The South-Western City School District will be expanding the "education options" it offers students next year as part of its effort to help prepare them for college or career after high school.

The South-Western City School District will be expanding the "education options" it offers students next year as part of its effort to help prepare them for college or career after high school.

Assistant Superintendent John Kellogg presented an overview of the education options offered by the district and what new choices will be available for students next school year.

Kellogg was standing in for Erik Shuey, the district's executive director of secondary learning and athletics, who prepared the material included in the presentation.

" 'Education options' in general is our way to give flexible means for students to earn high school, and in some cases, college credit through a variety of different programs we offer through the high school course of study," Kellogg said.

Those options are:

* Credit Flexibility, or "one of the newest species of education options we offer," Kellogg said.

Students are able to write their own course of study around an area of interest either because the district does not offer it or offerings do not fit their schedule, he said. The program only pertains to high school credit, but there is no limit to the kind of course work or number of credits.

Students earn credit through classroom instruction, demonstrating subject area competency or a combination of both.

Shuey is working with the district's high schools to develop a database for this program, including determining how many students are choosing this option and what courses they are studying under credit flexibility and what they are gaining through the program, Kellogg said.

* Post-Secondary Education Options (PSEO) allows students to take courses at college campuses and earn college credit and/or high school graduation credit, Kellogg said.

There have been two significant changes in the PSEO program from Columbus State Community College, which serves as the largest provider for South-Western, he said.

Students must now declare a major and follow that program of study, Kellogg said. And, before they can enroll in a degree-oriented college-level class, students must complete the Ohio Core high school graduation standards in the content area.

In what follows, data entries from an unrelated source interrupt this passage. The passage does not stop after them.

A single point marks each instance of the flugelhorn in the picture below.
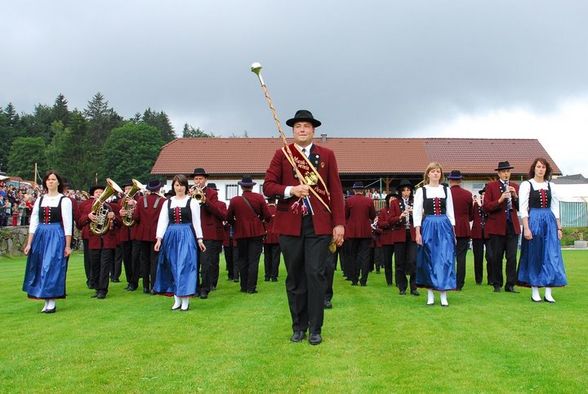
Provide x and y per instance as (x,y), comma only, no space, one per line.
(128,218)
(102,223)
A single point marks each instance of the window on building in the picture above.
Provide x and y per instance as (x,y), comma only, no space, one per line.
(231,191)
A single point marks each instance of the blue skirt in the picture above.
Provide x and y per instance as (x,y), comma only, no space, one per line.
(436,257)
(46,266)
(177,263)
(541,264)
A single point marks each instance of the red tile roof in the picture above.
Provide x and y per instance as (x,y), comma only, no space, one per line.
(235,156)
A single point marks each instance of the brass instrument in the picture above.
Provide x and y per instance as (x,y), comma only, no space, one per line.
(103,223)
(128,218)
(197,193)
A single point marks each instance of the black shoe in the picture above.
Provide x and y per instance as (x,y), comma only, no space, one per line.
(315,339)
(298,336)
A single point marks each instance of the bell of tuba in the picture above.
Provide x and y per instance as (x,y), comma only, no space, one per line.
(198,194)
(128,218)
(100,210)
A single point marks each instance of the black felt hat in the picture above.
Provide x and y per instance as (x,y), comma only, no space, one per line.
(303,115)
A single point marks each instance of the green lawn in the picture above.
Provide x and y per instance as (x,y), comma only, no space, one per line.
(374,340)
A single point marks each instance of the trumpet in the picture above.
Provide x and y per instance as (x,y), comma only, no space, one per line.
(128,218)
(197,193)
(101,210)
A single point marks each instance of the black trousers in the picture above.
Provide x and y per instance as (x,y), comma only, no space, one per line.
(479,246)
(388,254)
(249,254)
(146,258)
(271,260)
(461,251)
(305,258)
(500,247)
(405,264)
(126,249)
(209,265)
(101,260)
(88,265)
(228,250)
(330,267)
(359,259)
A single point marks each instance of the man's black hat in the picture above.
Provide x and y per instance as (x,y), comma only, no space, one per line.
(303,115)
(455,175)
(199,171)
(247,181)
(154,185)
(94,188)
(503,165)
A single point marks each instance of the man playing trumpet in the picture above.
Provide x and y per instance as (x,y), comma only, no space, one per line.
(309,217)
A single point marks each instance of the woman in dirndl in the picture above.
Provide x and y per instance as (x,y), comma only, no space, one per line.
(48,244)
(179,233)
(434,221)
(541,263)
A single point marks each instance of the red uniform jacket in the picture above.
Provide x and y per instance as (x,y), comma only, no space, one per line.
(248,222)
(496,223)
(479,218)
(271,237)
(146,215)
(399,225)
(106,241)
(280,174)
(462,210)
(359,213)
(212,216)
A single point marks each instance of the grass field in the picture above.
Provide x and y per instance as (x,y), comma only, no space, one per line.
(374,340)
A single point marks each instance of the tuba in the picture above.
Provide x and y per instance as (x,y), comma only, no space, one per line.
(197,193)
(128,218)
(102,223)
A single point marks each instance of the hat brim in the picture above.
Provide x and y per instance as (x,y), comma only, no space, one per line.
(292,122)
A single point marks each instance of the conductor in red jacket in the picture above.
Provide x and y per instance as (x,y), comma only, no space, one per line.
(359,214)
(463,212)
(308,218)
(501,203)
(247,213)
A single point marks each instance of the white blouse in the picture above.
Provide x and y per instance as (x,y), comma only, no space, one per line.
(48,201)
(163,221)
(432,192)
(525,191)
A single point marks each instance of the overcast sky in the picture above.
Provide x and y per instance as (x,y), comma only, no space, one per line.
(428,68)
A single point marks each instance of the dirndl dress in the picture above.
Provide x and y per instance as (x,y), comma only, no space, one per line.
(177,271)
(46,267)
(541,262)
(436,256)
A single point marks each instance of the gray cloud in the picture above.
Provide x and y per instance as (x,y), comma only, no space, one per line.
(379,68)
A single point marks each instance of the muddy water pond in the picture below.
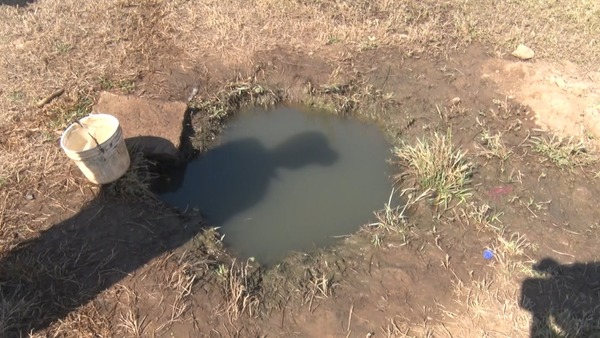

The number of students enrolled in PSEO has been declining, he said. Most likely that is because of the policy changes and because more students are opting to take AP courses at the high schools.

* Dual enrollment is a little different than PSEO, because it allows students to enroll in a college-level class taught in the high school by a high school teacher, with support from a college or university faculty member.

This program saves students the time and trouble of traveling to a college campus and keeps them in the high school environment while giving them "a first taste of college academic rigor," Kellogg said.

Next year, the district will be piloting its first comprehensive high school dual enrollment course -- Physics 1200 -- with Columbus State, he said.

The college credit students earn through the class would be applicable to all Ohio colleges, not just Columbus State, Superintendent Bill Wise said.

The program represents "a first step in our vision of every student leaving us with college credit," Wise said.

Two sections of math college development courses were offered this school year and about 12 courses will be offered next year.

Next year, South-Western will offer about five sections of English language arts courses and will be the first district in central Ohio to do so, Kellogg said.